According to the Pandora Papers, Viktor Sheiman's son Sergei Sheiman owned 50% of offshore company "Midlands Goldfields Foundation" (established in 2017) with Belarusian-American businessman Aleksandr Zingman owning another 50%. This company (via British "Midlands Goldfields Limited") owned 70% of "Zim GoldFields Limited" which operated gold exploration and mining projects in Zimbabwe. Viktor Sheiman visited Zimbabwe at least twice and later reported about the big mining deal with this country. According to the Organized Crime and Corruption Reporting Project, Viktor Sheiman and Aleksandr Zingman visited Zimbabwe together. Political scientist Vytis Jurkonis characterized the offshore scheme with a company of Zingman and Sheiman's son as an example of nepotism and conflict of interest. Journalist Stas Ivashkevich suggested that the business of Sergei Sheiman was created to make a profit from the deals made by Viktor Sheiman on behalf of the Belarusian government.

Viktor Sheiman has been criticized for using his position as Prosecutor General to close down by its action Court decision closed the main oppositional newspaper Svaboda. Political opposition groups and international human rights organizations accuse Sheiman of organizing "death squads" responsible for killing members of organized criminal groups, opposition politicians and Russian Channel One cameraman Dzmitry Zavadski. In 2006, he was placed on a list of over 40 members of the Belarusian government banned from entering the European Union and the United States for allegedly participating in the manipulation of the results of the presidential election; the ban was lifted in 2008.

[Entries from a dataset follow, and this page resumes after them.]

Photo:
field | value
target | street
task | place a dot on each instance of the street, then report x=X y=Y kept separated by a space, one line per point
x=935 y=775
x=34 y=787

In 2018, Viktor Sheiman was under sanctions under the US and the EU. The United States extended the sanctions until June 2019, believing that Viktor Sheiman became a barrier to democratic processes in Belarus. In February 2018, the EU extended the sanctions on Viktor Sheiman for a year. This provided for a ban on entry into the EU and blocking bank accounts.

In 2022, Sheiman was blacklisted by Canada. In addition to the countries above, he is also placed on the sanctions list of Switzerland and the United Kingdom. In August 2023, Canada additionally blacklisted Sergei and Olga Sheiman, and Anna Pushkareva, Viktor Sheiman's children and an alleged business partner, respectively.

==Ranks and titles==
- On 6 December 1996 – Major General
- On 28 November 2000 – State Adviser of Justice, II class
- On 25 November 2004 – State Adviser of Justice, I class
- On 29 November 2004 – Higher Class of the Employee of Government Apparatus

==Awards==
- Order of Merit for the Fatherland, II degree (2003)
- Order of Merit for the Fatherland (1998)
- Order of the Red Banner of Labour
- Order of the Red Star
- Medal For Courage

==Personal life==
Viktor Sheiman is married, and has a son and a daughter.